A Venn Diagram

GenAI & Lesbian Representation & Fanfiction

Since I see this project, Three Degrees of Representation, as an investigation of the representation of representations, looking at fan fiction and fan art and their intersection with GenAI served as an informative starting point. There is no shortage of AI-generated lesbian fan art and fan fiction. A simple Google search in the spring of 2025 provided a plethora of existing examples and GenAI tools for users to produce more. That same Google search also revealed ongoing debates about the acceptance of AI-generated writing on fanfiction forums, about creators’ anger at the continued scraping of existing fanfiction content by AI companies (Sung), and about the proliferation of AI-generated content on fan sites and its impact on the quality of the genre (Jones).

Now that these LLM-powered tools are widely available and their products are already seeping into our avenues of culture creation and consumption, the question becomes one of discernment: How can we judge the quality, limits, and affordances of the outputs GenAI offers? As is often the case with GenAI art and writing in these early days of widely available LLMs, almost any output a non-expert user receives in response to a prompt leaves them feeling astonished and satisfied as a consumer of, e.g., poetry (Porter and Machery). However, experts who experience outputs in aggregate are more keenly aware of the limits and homogenizing properties of GenAI-made works. For example, as reported in The Verge, in late 2022, the editors of the science fiction magazine Clarksworld stopped accepting submissions because their submission inbox was flooded with unoriginal, homogeneous sci-fi stories rife with genre tropes, including more than 20 stories with the same title (Sato). No doubt, the submitters assumed these stories fulfilled at least the minimum quality requirements.

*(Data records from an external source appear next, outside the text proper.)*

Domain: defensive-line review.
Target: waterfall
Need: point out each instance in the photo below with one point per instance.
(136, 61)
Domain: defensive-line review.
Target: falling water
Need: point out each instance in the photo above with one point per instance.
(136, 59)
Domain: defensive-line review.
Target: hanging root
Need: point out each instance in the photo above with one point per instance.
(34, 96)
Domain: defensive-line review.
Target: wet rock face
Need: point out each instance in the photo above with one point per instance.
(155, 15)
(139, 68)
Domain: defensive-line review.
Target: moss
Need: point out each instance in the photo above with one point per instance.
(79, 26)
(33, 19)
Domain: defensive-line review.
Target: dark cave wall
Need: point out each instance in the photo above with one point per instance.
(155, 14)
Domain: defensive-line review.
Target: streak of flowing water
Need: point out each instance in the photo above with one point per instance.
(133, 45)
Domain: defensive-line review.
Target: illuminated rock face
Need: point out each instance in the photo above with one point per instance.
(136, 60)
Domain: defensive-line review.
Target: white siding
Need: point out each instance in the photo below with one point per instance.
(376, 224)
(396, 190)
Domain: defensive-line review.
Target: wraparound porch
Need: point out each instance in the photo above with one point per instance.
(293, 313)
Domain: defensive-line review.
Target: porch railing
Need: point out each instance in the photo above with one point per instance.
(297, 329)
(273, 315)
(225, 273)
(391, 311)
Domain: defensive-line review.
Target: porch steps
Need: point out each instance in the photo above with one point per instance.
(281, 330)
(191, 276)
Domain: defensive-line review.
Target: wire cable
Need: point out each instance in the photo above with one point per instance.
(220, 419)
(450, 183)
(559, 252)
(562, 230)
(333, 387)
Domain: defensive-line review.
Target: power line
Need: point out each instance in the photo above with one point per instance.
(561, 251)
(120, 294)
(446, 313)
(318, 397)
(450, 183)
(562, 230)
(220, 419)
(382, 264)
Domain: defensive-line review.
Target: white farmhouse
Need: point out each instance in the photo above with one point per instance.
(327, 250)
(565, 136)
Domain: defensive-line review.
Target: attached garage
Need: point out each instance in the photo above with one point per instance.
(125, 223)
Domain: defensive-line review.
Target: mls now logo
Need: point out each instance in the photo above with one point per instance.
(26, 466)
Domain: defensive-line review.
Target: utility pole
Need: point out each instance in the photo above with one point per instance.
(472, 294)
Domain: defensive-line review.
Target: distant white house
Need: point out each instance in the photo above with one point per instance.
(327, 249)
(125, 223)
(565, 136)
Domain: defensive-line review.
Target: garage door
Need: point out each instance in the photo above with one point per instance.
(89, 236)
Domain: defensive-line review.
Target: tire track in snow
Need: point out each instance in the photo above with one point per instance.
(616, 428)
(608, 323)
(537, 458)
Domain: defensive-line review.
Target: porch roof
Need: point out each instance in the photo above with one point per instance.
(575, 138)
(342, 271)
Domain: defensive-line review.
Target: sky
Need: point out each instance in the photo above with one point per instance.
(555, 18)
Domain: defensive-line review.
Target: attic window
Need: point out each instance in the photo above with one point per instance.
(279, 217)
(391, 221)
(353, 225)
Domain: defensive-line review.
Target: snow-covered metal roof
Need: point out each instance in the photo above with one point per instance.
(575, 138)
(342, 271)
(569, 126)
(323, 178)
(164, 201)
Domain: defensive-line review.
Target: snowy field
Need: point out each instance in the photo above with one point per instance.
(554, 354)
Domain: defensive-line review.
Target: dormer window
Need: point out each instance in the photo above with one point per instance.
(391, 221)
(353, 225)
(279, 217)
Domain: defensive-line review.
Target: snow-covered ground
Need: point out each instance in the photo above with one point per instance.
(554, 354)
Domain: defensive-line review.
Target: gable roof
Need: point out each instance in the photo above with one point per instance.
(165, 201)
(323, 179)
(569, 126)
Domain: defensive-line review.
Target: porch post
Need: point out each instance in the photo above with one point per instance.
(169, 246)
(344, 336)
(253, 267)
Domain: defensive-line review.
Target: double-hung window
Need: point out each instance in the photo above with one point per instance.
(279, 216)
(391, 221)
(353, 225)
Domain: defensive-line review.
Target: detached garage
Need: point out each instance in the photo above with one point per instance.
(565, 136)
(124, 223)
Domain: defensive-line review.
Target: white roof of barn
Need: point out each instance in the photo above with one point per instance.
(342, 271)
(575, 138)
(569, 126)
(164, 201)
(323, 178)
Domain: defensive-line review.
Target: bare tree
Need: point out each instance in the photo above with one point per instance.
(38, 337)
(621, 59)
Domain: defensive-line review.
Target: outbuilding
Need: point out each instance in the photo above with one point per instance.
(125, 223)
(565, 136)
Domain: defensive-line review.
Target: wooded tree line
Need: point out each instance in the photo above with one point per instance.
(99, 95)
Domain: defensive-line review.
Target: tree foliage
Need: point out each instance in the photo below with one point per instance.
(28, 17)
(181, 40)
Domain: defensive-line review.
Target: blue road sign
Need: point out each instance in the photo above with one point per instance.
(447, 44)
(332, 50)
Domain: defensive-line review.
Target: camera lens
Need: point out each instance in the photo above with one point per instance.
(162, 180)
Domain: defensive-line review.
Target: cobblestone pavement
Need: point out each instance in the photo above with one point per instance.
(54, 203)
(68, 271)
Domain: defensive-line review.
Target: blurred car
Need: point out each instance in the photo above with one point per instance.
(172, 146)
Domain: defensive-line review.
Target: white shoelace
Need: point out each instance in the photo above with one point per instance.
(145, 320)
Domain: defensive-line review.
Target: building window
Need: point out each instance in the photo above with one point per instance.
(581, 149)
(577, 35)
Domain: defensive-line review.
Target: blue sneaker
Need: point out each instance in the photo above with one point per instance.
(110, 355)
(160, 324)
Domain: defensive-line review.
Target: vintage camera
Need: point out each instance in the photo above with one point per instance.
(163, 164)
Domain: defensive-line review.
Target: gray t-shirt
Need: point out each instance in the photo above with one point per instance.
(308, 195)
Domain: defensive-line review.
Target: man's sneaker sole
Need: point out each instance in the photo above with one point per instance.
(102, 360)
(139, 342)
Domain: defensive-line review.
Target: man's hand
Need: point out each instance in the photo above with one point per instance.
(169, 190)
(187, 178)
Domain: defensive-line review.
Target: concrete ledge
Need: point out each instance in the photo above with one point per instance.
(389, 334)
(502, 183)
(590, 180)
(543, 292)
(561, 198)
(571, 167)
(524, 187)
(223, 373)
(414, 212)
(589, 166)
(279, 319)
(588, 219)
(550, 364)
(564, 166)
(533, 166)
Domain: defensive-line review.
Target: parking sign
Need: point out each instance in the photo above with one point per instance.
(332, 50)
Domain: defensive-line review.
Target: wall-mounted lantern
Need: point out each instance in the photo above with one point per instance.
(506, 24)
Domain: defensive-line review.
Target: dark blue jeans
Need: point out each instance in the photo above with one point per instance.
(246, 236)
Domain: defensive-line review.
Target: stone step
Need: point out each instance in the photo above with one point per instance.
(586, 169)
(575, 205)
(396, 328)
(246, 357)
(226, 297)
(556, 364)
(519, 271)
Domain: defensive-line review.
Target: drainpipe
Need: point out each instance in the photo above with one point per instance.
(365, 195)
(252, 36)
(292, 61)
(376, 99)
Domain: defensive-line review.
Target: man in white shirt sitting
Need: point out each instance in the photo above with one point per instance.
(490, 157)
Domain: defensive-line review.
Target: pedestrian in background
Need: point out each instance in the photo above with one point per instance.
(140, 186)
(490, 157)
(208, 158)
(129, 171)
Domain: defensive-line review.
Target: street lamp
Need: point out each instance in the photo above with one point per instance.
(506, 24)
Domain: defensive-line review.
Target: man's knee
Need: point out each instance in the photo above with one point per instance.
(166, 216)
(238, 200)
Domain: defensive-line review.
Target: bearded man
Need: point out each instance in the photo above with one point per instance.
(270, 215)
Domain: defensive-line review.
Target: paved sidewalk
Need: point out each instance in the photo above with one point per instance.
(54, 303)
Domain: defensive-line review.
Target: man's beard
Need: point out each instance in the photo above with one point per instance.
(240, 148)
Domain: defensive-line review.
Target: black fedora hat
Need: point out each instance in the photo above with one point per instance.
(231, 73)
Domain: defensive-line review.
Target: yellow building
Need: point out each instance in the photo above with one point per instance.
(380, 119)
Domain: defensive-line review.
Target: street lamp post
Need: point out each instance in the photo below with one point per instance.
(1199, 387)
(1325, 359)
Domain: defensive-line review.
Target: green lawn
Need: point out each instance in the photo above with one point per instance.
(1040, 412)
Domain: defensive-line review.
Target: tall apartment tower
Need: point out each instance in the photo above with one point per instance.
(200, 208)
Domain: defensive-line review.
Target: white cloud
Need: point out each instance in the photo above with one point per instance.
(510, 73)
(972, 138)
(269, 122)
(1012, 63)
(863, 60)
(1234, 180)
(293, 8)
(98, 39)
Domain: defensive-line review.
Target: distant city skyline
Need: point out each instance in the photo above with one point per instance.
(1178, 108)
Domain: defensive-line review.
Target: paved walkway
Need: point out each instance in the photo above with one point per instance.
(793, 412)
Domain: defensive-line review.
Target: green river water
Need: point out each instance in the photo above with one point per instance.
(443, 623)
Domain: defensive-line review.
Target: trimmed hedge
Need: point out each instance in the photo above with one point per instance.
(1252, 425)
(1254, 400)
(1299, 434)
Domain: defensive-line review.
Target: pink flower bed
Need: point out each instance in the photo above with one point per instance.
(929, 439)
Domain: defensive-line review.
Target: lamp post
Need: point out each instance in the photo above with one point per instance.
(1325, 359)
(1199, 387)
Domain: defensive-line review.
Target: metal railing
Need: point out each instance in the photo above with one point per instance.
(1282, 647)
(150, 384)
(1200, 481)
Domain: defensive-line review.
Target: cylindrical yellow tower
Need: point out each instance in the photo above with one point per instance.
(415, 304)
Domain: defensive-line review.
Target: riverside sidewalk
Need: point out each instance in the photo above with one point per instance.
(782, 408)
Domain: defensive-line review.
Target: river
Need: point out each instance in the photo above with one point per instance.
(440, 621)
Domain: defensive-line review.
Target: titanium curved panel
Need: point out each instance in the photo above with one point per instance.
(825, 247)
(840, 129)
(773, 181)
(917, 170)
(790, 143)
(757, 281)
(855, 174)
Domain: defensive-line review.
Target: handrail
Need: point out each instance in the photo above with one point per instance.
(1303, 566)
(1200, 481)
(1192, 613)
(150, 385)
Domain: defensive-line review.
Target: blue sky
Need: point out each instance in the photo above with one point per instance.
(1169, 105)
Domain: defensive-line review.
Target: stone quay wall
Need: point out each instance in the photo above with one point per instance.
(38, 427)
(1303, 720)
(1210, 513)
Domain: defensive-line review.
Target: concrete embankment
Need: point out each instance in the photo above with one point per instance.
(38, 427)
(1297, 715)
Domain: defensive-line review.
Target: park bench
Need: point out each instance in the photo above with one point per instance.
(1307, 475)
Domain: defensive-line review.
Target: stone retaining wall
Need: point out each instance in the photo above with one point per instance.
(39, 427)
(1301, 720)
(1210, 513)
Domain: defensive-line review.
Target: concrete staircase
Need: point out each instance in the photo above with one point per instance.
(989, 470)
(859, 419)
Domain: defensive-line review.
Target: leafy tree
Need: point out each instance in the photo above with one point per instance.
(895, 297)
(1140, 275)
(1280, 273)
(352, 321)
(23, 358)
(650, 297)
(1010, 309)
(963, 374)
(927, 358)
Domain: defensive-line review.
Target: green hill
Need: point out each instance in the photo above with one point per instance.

Further corroborating this divergent experience of a single work vs. the experience of GenAI-created works in aggregate is a study by Doshi and Hauser investigating the perceptions of short fiction written from AI-generated ideas. As the title of their study reveals, “Generative AI enhances individual creativity but reduces the collective diversity of novel content” (Doshi and Hauser). In other words, to understand the costs and limits of GenAI as a collaborator in storytelling and visualizing processes that redefine representation, it is vital to observe AI-generated content not only on a case-by-case basis but as a collection of outputs.

This project offers precisely that (among other things). By creating and analyzing a collection of images and text outputs related to and “inspired by” Lesbian Films, the project gives users the opportunity to grasp the tendencies of these systems’ outputs in aggregate.